Assessing the saturation of Krylov complexity as a measure of chaos

TL;DR

This paper investigates whether Krylov complexity's long-time saturation reliably indicates chaos by analyzing its dependence on the choice of operator in an Ising chain model.

Contribution

It systematically studies the operator dependence of Krylov complexity saturation across the integrability-chaos transition.

Findings

Krylov complexity saturation varies significantly with different operators.

Its effectiveness as a chaos indicator depends on the specific operator chosen.

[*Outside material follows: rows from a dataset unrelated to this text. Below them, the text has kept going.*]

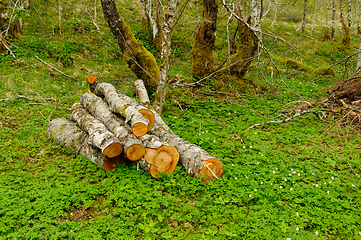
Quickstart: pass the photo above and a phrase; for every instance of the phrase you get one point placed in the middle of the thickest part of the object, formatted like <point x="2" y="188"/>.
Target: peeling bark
<point x="139" y="60"/>
<point x="138" y="123"/>
<point x="133" y="147"/>
<point x="70" y="136"/>
<point x="202" y="51"/>
<point x="196" y="161"/>
<point x="99" y="135"/>
<point x="160" y="157"/>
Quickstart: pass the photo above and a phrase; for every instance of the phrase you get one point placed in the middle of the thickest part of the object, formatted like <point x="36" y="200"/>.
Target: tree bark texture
<point x="168" y="24"/>
<point x="304" y="17"/>
<point x="70" y="136"/>
<point x="138" y="123"/>
<point x="196" y="161"/>
<point x="144" y="100"/>
<point x="160" y="156"/>
<point x="10" y="27"/>
<point x="99" y="135"/>
<point x="256" y="15"/>
<point x="139" y="60"/>
<point x="133" y="147"/>
<point x="202" y="51"/>
<point x="247" y="49"/>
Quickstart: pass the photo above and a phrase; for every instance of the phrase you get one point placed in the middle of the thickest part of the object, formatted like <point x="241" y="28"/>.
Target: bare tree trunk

Comparison with spectral measures shows inconsistent correlation.

Abstract

Krylov complexity is a novel approach to study how an operator spreads over a specific basis. Recently, it has been stated that this quantity has a long-time saturation that depends on the amount of chaos in the system. Since this quantity not only depends on the Hamiltonian but also on the chosen operator, in this work we study the level of generality of this hypothesis by studying how the saturation value varies in the integrability to chaos transition when different operators are expanded. To do this, we work with an Ising chain with a transverse-longitudinal magnetic field and compare the saturation of the Krylov complexity with the standard spectral measure of quantum chaos. Our numerical results show that the usefulness of this quantity as a predictor of the chaoticity is strongly dependent on the chosen operator.